Posted by bmiraski at 3:33 PM | Comments (0)

June 24, 2008

Be Like Lithuania

An interesting little side quiz just took place on CNBC.

What nation relies on nuclear energy the most?

My guess was France. That was wrong.

The correct answer is the former-Soviet republic of Lithuania.

Yes, little Lithuania relies on old Soviet engineering, the same kind that gave us the Chernobyl disaster, to power its microwave ovens and televisions showing re-runs of "Stalin loves Lenin" and "How Gorby Met Your Mother."

So, here's a question: Why can't the U.S. be more like Lithuania.

I know there is the argument that most people don't want a nuclear reactor in their backyard.

But is a nuclear reactor in your backyard better or worse than a coal power plant?

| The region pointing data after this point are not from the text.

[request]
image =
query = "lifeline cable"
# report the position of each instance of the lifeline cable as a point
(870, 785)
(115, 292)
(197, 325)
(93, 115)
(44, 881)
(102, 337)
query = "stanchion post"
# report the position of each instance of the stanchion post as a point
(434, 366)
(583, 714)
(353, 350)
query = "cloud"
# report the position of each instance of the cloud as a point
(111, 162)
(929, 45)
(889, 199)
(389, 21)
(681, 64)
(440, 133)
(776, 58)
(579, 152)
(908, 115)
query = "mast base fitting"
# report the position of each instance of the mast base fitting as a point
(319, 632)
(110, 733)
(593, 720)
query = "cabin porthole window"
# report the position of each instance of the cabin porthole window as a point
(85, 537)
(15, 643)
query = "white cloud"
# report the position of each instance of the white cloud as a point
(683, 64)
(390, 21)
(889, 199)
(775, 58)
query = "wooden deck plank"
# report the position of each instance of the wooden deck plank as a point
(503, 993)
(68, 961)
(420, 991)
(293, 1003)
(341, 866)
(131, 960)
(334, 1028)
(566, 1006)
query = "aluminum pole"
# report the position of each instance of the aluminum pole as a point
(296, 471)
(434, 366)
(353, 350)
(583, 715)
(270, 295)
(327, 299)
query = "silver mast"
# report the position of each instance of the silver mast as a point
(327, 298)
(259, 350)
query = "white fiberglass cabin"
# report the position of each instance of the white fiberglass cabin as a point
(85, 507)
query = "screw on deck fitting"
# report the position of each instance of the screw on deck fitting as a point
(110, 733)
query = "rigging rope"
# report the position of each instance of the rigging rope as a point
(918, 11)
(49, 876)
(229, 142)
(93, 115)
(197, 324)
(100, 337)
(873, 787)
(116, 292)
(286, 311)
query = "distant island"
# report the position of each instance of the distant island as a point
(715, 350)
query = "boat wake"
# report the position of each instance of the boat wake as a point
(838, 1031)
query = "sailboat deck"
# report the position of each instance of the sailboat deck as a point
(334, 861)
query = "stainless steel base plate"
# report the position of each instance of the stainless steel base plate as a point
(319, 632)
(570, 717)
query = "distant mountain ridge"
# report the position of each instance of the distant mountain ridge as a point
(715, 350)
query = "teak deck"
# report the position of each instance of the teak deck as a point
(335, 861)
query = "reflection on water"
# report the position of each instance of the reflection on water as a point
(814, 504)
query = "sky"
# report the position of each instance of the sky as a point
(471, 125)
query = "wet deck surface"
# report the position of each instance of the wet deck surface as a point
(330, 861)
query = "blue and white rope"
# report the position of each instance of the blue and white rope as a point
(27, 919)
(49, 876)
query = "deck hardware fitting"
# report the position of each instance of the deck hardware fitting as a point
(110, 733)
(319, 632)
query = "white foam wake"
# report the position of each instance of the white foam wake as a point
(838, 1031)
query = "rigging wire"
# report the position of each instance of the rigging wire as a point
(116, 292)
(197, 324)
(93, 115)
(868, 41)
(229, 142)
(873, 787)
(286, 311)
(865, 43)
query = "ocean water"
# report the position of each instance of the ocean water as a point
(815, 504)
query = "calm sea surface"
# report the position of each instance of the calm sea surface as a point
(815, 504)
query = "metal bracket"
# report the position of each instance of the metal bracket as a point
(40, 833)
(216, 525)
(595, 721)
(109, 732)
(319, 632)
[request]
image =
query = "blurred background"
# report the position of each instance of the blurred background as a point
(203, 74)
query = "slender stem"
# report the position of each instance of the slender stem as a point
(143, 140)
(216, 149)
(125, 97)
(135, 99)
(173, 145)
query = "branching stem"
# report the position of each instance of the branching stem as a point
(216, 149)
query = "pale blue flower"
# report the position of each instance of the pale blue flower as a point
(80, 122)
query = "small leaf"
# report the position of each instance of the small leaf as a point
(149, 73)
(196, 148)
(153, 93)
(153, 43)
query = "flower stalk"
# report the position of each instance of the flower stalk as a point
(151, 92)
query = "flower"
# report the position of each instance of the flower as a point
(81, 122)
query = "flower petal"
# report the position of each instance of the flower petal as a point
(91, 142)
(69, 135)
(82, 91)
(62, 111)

Business Week took "clean coal" to task in its latest issue. The obvious oxymoron of clean coal energy is broadcast all over the airwaves as the technology that will save the U.S. and end our dependence on oil.

Yeah, at the risk of giving us all lung cancer from the emissions. Oh, and there is that pesky global warming caused by the CO2 emissions that we still have no way to control.

I know there is a fear of a terrorist attack on a nuclear plant. I understand the concern. However, I also understand that we can't live our lives in fear of the worst. Modern nuclear plants are safe and have back-up control systems. To live in fear of a coordinated attack on a nuclear power plant is also ludicrous because it fits into what Bruce Schneier calls a "movie scenario."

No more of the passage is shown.